Breastfeeding Papers

Are Lactating Women a Risk Group for Iron Deficiency Anemia?

Ted Greiner, PhD

Breastfeeding protects from anemia one of the highest risk groups--an interesting example of a win-win situation in nature. Revised from a paper presented to The First National Workshop on Nutritional Anemia
Dar es Salaam, Tanzania - July 1-5, 1991

Iron deficiency anemia is commonly stated to be a disease
of pregnant and lactating women. Such statements are misleading on two counts.

First, a large proportion of women in many developing countries are either pregnant or lactating during most of their reproductive years, and thus should hardly be considered as outside of the risk groups at any time during their fertile years. This is reflected in the overall prevalence rates for anemia in both developed and developing countries according to DeMaeyer, et al (1989) as given in the table below:

Table 1. Estimated prevalence (in per cent) of anemia in 1980

Pregnant women All women 15-49 years of age
Industrial Countries

    14

    11

Developing Countries

    59

    47

Using similar reasoning, a high proportion of lactating women are certainly anemic in most countries, especially poor ones. Thus it is correct to include them along with all other women of reproductive age among the groups to be targeted for intervention.

Nevertheless, the second misleading aspect of the statement "anemia is a disease of pregnant and lactating women" is that it implies that pregnancy and lactation are part of the cause of anemia. While this is clearly true for pregnancy, especially when birth spacing is short, the opposite is true for lactation.

Breastfeeding reduces the risk of developing iron deficiency anemia, particularly for those women who are most at risk of developing it.

This point is seldom if ever made in the literature on nutritional anemia or in papers listing the benefits of breastfeeding. (In fact, the benefits of breastfeeding to maternal health are rarely given much attention--usually lactation is vaguely assumed to be a burden on a woman's health.) Yet this benefit is easily demonstrated from a review of the data provided by De Maeyer.

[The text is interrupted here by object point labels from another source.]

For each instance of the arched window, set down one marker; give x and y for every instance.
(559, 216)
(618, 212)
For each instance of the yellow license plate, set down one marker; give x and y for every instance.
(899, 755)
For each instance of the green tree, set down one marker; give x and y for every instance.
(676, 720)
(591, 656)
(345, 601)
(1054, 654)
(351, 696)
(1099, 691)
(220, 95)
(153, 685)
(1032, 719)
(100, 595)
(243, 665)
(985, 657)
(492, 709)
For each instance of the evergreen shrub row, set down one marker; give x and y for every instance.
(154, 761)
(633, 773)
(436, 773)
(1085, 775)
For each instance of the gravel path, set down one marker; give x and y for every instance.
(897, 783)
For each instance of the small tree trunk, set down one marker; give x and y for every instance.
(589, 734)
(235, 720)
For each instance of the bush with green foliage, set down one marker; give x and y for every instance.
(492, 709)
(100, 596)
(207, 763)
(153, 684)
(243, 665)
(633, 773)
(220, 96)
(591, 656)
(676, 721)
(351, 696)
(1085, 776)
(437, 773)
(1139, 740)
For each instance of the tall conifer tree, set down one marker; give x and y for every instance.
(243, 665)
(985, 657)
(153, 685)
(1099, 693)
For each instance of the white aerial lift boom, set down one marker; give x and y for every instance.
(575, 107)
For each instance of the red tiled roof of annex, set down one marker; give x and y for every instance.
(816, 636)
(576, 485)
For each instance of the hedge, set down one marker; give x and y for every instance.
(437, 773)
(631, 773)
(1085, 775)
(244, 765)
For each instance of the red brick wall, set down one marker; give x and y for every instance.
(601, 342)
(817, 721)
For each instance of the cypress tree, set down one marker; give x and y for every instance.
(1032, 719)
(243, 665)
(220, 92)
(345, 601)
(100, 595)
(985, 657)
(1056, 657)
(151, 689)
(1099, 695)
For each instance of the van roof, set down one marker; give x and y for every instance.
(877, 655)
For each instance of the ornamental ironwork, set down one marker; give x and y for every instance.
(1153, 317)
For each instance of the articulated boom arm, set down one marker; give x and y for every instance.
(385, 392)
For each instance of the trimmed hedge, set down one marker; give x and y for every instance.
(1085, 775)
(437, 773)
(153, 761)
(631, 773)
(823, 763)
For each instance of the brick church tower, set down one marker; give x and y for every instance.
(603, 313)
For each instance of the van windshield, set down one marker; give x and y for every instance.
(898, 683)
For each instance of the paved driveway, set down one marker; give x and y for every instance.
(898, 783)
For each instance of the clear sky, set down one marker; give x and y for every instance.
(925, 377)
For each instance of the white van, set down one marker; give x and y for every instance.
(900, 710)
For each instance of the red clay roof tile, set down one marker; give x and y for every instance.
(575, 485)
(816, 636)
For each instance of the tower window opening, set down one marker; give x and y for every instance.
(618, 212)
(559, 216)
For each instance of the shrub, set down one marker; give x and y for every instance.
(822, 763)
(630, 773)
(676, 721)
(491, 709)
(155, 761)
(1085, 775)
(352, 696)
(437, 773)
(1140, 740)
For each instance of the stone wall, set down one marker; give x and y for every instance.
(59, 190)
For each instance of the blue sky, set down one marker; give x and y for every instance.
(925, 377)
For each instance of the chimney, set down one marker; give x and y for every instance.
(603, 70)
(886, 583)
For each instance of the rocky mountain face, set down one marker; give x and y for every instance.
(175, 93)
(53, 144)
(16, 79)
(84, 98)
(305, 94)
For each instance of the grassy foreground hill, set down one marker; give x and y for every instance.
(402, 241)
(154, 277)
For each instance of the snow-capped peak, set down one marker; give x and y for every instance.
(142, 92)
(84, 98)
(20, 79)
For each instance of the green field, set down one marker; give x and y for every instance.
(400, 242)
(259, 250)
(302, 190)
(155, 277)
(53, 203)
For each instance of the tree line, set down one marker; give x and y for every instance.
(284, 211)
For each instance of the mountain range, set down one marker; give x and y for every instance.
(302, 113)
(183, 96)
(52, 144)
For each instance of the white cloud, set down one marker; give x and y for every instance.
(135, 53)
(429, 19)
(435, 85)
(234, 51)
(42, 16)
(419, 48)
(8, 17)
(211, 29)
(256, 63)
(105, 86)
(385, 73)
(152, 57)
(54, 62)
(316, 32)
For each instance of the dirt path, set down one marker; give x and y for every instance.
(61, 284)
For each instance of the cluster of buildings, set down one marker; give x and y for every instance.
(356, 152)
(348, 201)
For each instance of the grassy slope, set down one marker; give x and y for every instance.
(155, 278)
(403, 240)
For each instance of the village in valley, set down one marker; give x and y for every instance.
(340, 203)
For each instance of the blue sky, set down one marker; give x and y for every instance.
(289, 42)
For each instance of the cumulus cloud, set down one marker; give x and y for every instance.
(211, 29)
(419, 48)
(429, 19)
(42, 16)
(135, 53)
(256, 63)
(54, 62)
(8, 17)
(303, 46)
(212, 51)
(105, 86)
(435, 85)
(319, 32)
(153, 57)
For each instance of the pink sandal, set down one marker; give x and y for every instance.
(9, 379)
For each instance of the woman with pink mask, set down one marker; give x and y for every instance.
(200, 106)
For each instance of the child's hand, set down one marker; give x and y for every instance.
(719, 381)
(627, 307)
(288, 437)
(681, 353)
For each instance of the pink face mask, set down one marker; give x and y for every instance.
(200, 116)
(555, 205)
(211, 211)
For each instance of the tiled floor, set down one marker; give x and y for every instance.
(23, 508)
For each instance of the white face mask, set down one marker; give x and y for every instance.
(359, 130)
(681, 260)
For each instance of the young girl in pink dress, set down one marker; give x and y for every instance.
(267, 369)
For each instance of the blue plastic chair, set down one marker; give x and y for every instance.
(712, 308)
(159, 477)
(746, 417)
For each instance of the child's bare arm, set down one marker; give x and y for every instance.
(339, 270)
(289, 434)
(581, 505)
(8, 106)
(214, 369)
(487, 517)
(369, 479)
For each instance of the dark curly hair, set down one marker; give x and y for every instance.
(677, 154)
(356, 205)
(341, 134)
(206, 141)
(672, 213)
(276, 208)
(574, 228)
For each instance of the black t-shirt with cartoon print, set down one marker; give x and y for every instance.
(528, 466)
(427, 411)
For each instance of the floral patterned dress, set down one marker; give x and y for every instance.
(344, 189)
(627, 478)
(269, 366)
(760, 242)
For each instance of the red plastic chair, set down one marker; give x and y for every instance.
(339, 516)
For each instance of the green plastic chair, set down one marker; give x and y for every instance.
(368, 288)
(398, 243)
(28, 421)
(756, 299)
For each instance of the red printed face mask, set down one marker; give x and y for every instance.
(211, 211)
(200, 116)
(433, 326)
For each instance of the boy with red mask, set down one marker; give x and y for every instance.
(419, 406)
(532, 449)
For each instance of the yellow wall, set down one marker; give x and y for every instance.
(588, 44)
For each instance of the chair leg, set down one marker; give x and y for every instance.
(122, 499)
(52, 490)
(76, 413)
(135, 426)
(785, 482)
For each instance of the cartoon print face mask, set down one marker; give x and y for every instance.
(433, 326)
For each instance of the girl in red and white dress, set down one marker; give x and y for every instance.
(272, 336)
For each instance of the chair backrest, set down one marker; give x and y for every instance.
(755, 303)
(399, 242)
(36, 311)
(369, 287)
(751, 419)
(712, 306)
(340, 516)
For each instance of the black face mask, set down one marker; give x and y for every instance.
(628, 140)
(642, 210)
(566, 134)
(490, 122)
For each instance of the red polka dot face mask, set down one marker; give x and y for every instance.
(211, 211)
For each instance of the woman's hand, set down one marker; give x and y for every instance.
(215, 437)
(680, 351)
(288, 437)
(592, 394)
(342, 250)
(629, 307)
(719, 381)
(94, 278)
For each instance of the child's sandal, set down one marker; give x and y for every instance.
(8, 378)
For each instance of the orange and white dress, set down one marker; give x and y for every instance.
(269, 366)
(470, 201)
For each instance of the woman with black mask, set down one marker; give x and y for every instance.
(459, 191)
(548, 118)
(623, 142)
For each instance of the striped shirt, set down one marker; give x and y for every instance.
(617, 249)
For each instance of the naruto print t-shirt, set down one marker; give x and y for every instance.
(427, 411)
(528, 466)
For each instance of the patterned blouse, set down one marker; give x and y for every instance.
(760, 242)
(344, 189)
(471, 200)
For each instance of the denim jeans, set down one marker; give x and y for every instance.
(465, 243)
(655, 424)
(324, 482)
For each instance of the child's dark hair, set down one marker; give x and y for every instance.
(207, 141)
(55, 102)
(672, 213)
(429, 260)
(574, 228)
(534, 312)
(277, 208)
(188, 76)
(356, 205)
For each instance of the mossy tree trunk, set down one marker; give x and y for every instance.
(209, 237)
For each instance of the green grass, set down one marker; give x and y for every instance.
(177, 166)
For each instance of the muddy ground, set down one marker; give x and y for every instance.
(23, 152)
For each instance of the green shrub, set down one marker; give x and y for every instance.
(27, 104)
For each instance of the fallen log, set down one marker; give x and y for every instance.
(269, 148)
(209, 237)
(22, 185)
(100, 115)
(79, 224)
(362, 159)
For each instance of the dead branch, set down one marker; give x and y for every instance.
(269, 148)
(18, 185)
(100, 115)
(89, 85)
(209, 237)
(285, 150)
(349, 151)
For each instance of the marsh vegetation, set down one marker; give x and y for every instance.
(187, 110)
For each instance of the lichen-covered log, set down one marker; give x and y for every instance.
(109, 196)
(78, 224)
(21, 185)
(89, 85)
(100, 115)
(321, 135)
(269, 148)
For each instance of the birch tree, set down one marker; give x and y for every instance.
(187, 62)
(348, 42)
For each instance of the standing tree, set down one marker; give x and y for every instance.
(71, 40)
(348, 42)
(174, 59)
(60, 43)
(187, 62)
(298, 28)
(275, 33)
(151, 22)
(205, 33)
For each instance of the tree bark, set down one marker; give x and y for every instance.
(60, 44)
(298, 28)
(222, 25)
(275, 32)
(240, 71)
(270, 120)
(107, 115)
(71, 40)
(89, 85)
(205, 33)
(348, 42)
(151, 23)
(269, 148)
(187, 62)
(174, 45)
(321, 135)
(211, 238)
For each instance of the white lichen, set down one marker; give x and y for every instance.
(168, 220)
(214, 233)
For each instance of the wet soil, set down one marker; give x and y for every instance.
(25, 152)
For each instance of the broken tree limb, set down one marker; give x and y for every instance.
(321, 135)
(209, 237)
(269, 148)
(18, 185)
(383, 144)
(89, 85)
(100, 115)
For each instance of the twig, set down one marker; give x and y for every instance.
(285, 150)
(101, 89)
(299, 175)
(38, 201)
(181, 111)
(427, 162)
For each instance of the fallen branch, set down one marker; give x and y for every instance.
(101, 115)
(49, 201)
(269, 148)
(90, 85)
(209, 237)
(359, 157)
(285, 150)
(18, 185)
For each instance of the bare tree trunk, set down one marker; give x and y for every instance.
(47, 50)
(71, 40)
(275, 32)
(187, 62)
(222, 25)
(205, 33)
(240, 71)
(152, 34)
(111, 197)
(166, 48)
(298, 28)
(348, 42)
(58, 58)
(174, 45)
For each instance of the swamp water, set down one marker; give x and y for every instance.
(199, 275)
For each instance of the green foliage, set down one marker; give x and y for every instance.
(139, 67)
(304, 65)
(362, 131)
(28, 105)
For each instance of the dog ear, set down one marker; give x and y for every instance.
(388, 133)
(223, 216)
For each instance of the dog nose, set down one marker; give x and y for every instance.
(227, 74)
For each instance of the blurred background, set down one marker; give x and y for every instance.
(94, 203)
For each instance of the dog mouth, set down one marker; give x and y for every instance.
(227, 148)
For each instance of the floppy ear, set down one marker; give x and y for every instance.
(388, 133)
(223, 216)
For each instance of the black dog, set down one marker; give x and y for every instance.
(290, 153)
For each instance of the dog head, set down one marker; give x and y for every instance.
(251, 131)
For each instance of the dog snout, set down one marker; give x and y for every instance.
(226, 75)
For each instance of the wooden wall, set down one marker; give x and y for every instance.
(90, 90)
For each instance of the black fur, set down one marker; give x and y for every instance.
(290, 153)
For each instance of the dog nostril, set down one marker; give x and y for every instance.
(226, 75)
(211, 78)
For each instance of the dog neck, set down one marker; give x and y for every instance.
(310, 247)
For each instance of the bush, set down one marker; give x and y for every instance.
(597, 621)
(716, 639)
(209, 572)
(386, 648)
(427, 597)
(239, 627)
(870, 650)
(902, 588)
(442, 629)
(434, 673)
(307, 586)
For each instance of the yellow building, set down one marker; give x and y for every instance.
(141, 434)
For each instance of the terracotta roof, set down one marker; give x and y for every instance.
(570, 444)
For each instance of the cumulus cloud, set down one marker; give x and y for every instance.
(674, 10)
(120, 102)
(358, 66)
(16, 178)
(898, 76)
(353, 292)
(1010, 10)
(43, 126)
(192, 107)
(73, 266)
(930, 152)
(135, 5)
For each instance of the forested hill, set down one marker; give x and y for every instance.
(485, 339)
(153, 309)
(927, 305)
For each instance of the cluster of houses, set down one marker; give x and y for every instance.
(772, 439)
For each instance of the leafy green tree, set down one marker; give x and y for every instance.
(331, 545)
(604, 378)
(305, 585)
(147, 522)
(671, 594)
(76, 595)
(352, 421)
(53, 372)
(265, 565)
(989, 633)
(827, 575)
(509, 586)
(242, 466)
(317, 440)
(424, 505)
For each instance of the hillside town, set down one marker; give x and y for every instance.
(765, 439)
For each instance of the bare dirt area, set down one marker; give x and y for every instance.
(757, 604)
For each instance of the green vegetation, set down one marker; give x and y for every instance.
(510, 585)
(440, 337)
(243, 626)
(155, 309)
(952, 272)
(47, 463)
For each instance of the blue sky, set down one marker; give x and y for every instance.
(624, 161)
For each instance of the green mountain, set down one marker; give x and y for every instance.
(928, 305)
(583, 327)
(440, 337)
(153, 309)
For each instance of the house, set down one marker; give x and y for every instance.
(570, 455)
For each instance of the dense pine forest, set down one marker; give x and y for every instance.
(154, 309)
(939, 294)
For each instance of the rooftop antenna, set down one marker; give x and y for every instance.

DeMaeyer et al estimate that basal iron loss for a women of average body size is 0.8 mg/day. They point out that several studies (from several ethnic groups) have found that menstrual blood loss varies relatively little from month to month for any individual woman, but varies widely from one woman to another. This variation is also highly skewed. The median blood loss from each menstrual period is about 25-30 ml. Spread over a 28 day period, this results in a median iron loss of 0.4 mg/day. But 2.5% of women (+2 SD) lose iron at four times this rate, an average of 1.6 mg/day.

DeMaeyer et al state that the average amount of iron secreted into breast milk is 0.3 mg/day during the first six months of lactation and this low level is apparently universal--it cannot be increased by supplementing the lactating woman with iron. This 0.3 mg/day iron loss due to breastfeeding would decline whenever other foods replace breast milk. In the early months of life, any food or fluid may replace breast milk, especially if given in large quantity. But at 4-6 months of life the infant requires more calories than breast milk can provide for optimal growth. At this age complementation can take place without replacing breast milk if additional food is given as a "topping up" when the baby is still hungry after a breast feed.

If this pattern of full breastfeeding is followed, postpartum amenhorrea will be sustained for many months. The more intense and the longer a woman breast feeds, the longer this lactation amenorrhea will last. The other major cause of variability in the length of postpartum amenorrhea, is maternal undernutrition, though the effect is not great until undernutrition becomes severe (Short, 1984; Consensus Statement, 1988). The more undernourished the mother, the longer her period of lactation amenorrhea lasts.

At the median level of menstrual blood loss, a women might lose about as much iron in breast milk as she saved from lactation amenorrhea, for example if she breast fed for a year and had nine months' amenorrhea. However, for the women who lose the greatest amount of blood per menstrual period, breastfeeding will reduce overall iron losses. For example, for the 2.5% of women who lose 1.6 mg/day of iron from menstuation, six months of full breastfeeding would "cost" 54 mg of iron, but 48 mg of this would already be "saved" by the first extra menstrual period skipped. One year of breastfeeding that led to nine months' amenorrhea would result in an overall savings of 324 mg of iron. And it is these women with high menstrual blood losses who are most at risk of developing iron deficiency anemia in the first place.

Some might complain that it is misleading to say, based on the above argument, that breastfeeding reduces anemia risk for women, since many women introduce supplements early, often bottle feeding at the same time as breastfeeding, and thus will not have a very long period of lactation amenorrhea.

But actually this only strengthens my argument. It is bottle feeding or a lack of full breastfeeding that deprives such women from the protection they would otherwise have enjoyed from breastfeeding.

References

Consensus statement, 1988. Breastfeeding as a family planning method. Lancet 2:1204-1205.

DeMaeyer E, et al, 1989. Preventing and controlling iron deficiency anaemia through primary health care. A guide for health administors and programme managers. WHO: Geneva.

Short RV, 1984. Breast-feeding. Scientific American 250:23-29.